Hi Team,
Here is a sample log:
2016-07-11 16:19:52,689 [9] INFO AdidasCoach.EmailProcessorConsumer.EmailProcessorConsumer - Request Id = 4bfb6032-a3bc-4a70-b4d4-5bc1aef91bdd,
Identity = NONE for message: Start processing a new mail request. -- Input mailConfig = [{"From":null,"ReplayToUserMailAddress":null,
"To":["salsakid1@gmail.com"],"Subject":null,"Body":null,"Attachments":null,"TemplateName":"BulkImportEmailTemplate","LocaleCode":"com",
"TemplateVars":{"TitleContent":"Bulk Import","visitmiCoach":"VISIT miCoach ","Url":"https://micoach.adidas.com","FirstName":"",
"LastName":"","ImportResults":"\u003ctable style=\u0027font-family=arial; font-size=11px;\u0027\u003e\u003cthead\u003e\u003ctr
style=\u0027background: #007FC5;\u0027\u003e\u003cth style=\u0027text-align: left; color: white; width: 64%; padding: 5px 5px;
font-family: arial;font-size:12px;\u0027\u003eFile name\u003c/th\u003e\u003cth style=\u0027text-align: left; color: white;
width: 36%; padding: 5px 5px; font-family: arial;font-size:12px;\u0027\u003eStatus\u003c/th\u003e\u003cth style=\u0027text-align:
left; color: white; font-family: arial;font-size:12px;\u0027\u003e\u003c/th\u003e\u003c/tr\u003e\u003c/thead\u003e\u003ctbody
class=\u0027bulk-import-items\u0027\u003e\u003ctr style=\u0027height: auto;\u0027\u003e\u003ctd style=\u0027width: 64%;
padding: 5px 5px; font-family: arial;font-size:12px;\u0027\u003e2016-04-23 538287665 Running Polar.tcx\u003c/td\u003e\u003ctd
style=\u0027width: 36%; padding: 5px 5px; font-family: arial;font-size:12px;\u0027\u003e\u003cspan style=\u0027color: red;;
padding: 5px 5px; font-family: arial;font-size:12px;\u0027*u003eWorkout already imported*\u003c/span\u003e\u003c/td\u003e\u003ctd
Each time user performs any duplicate workout upload, this kind of event gets generated and stored in our logs.

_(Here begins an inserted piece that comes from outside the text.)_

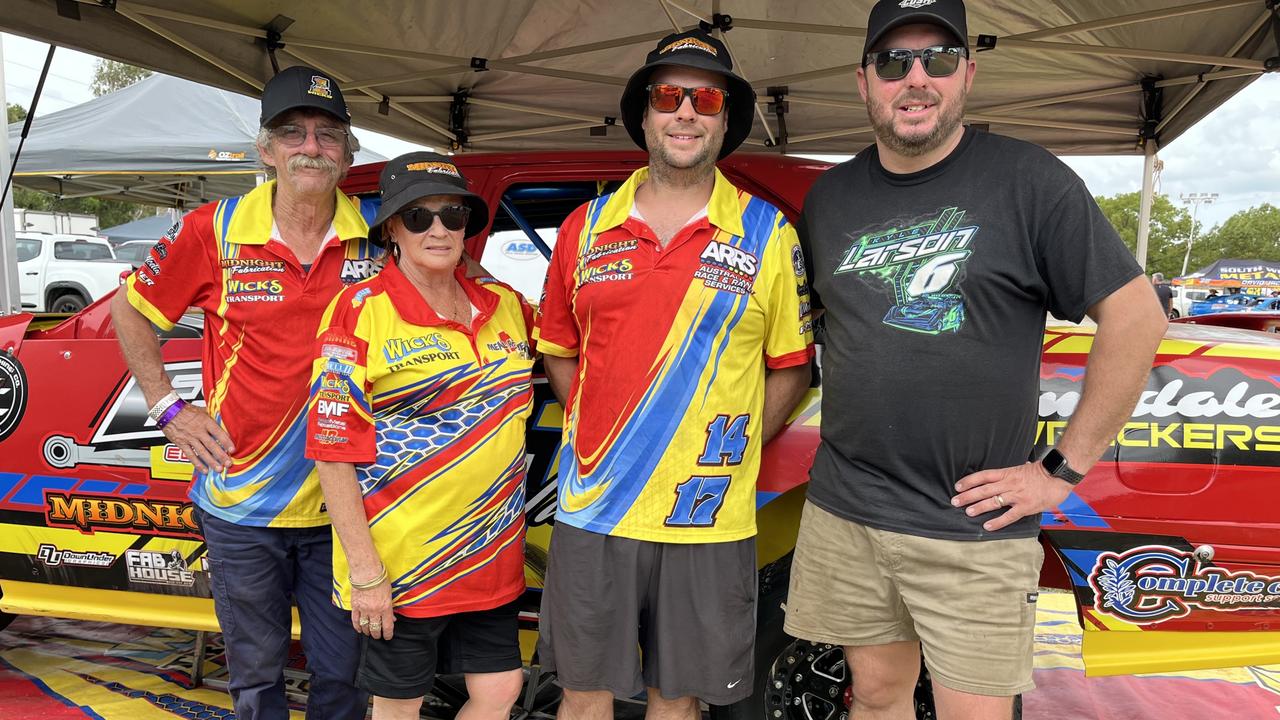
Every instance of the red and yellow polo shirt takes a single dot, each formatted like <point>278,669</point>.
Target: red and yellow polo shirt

Here, we see nearly 10 events generating in the logs for each user.
Now the requirement is
1) to extract the unique list of email ID's from the log.
2) representing the data in a graphical format (currently i managed to create a dashboard with event data only visible on panel)
Can you please assist me.
Many Thanks,
Vasu
This should extract any email id.
.... | rex "\b(?<emailid>[A-Za-z0-9\._\-\%\+]+\@[A-Za-z0-9\.\-\_]+)\b" | dedup emailid | table emailid
For requirement number 2, what do you mean by graphical format?
Your request #2 is rather vague, perhaps a better description of what you want may help.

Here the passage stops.